Cistanche erbaè uningrediente sbiancante naturale.
1. Introduzione
Trichosanthes kirilowii Maxim. è un'erba rampicante perenne della famiglia delle Cucurbitaceae. I suoi frutti, semi, buccia e radice sono tutti comunemente usati come medicine tradizionali cinesi. Per lungo tempo, la polpa di Trichosanthes viene spesso scartata nella produzione e lavorazione di Semen Trichosanthis e Pericarpium Trichosanthis, con conseguenti notevoli sprechi. Attualmente, i rapporti sulla polpa di Trichosanthes si concentrano principalmente sul confronto del contenuto di zucchero, aminoacidi, vitamine e altri nutrienti [1–4]. 1Non vi è alcuna relazione sulla composizione chimica della polpa di Trichosanthes. 1 Pertanto, è necessario studiare sistematicamente i costituenti chimici della polpa.

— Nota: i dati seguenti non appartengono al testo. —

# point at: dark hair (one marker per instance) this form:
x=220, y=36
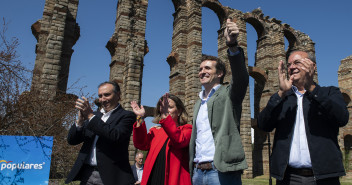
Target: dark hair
x=139, y=152
x=114, y=84
x=220, y=66
x=311, y=55
x=182, y=119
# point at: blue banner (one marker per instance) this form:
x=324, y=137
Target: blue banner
x=25, y=160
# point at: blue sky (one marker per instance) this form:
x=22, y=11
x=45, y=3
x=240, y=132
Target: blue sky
x=27, y=150
x=328, y=23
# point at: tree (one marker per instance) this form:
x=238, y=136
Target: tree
x=24, y=113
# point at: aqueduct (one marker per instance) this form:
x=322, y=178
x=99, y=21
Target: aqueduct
x=58, y=31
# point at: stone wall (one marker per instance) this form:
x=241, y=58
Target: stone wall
x=58, y=31
x=56, y=34
x=345, y=84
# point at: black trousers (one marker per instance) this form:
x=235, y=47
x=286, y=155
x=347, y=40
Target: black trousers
x=294, y=179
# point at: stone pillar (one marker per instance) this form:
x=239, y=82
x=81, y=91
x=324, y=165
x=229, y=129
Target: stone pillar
x=177, y=58
x=128, y=47
x=345, y=136
x=56, y=34
x=270, y=50
x=193, y=53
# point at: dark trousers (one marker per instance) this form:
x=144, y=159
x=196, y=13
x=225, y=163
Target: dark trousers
x=294, y=179
x=90, y=176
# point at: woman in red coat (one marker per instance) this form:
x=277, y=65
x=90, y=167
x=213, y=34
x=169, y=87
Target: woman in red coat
x=167, y=159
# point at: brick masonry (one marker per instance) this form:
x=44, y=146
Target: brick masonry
x=58, y=31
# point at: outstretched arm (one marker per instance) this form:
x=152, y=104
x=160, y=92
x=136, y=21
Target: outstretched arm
x=240, y=77
x=179, y=136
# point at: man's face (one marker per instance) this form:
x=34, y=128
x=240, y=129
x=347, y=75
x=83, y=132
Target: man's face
x=107, y=97
x=139, y=159
x=207, y=73
x=294, y=66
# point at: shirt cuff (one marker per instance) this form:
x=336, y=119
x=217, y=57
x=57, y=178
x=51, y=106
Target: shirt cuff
x=230, y=53
x=79, y=128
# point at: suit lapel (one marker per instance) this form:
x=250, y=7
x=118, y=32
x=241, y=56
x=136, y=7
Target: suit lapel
x=114, y=114
x=210, y=106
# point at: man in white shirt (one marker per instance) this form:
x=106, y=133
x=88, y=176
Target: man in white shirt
x=103, y=158
x=216, y=152
x=137, y=168
x=306, y=119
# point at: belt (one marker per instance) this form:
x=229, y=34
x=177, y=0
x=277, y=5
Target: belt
x=204, y=166
x=300, y=171
x=93, y=168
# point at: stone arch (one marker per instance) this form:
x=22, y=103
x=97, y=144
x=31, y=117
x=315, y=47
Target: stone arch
x=291, y=38
x=348, y=152
x=218, y=9
x=346, y=96
x=178, y=3
x=257, y=25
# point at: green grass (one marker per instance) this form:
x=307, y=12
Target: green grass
x=264, y=180
x=261, y=180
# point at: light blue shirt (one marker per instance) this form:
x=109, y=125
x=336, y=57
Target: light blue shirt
x=299, y=155
x=205, y=148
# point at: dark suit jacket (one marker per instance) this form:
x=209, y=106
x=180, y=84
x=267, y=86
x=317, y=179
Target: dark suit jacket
x=324, y=111
x=134, y=171
x=111, y=147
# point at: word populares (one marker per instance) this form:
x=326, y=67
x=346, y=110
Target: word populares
x=8, y=165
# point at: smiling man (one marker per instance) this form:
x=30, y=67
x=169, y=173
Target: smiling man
x=216, y=152
x=306, y=119
x=103, y=158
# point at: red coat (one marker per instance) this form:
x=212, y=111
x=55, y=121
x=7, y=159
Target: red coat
x=177, y=157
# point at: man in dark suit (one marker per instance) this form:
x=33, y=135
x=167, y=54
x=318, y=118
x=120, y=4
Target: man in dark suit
x=137, y=168
x=103, y=158
x=306, y=118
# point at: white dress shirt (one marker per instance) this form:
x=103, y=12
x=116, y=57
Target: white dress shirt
x=205, y=148
x=92, y=159
x=139, y=172
x=299, y=155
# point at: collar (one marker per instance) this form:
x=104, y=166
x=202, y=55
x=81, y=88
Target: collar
x=212, y=91
x=103, y=111
x=141, y=168
x=295, y=89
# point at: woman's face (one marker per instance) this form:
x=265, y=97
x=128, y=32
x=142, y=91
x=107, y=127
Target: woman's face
x=174, y=113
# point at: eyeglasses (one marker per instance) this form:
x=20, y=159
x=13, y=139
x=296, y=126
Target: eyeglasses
x=296, y=63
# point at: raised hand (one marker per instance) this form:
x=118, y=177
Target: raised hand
x=164, y=106
x=80, y=119
x=139, y=111
x=309, y=68
x=231, y=32
x=284, y=84
x=84, y=107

Allo stesso tempo, con il rapido sviluppo dell'economia, i cosmetici non sono solo prodotti di vita ad alto consumo, ma diventano anche le "necessità" più popolari per le donne. Molti libri di medicina classica cinese o materiamedica hanno registrato che la polpa di Trichosanthes ha la funzione disbiancamentoed effetti di rimozione delle rughe [5–7]. 1e risultati precedenti del nostro gruppo di ricerca mostrano che l'estratto di acqua della polpa di Trichosanthes era maggioretirosinasiattività inibitoria e il tasso inibitorio della tirosinasi era di circa il 70%. 1ecomunesbiancamentogli agenti vitamina C (VC) e arbutina sono stati usati come sostanze di controllo [8]. È stato preliminarmente dimostrato che l'estratto di polpa di Trichosanthes aveva un certo effetto sbiancante inibendo l'attività della tirosinasi. 1 Pertanto, è di grande importanza studiare i costituenti chimici e il meccanismo di sbiancamento della polpa di Trichosanthes.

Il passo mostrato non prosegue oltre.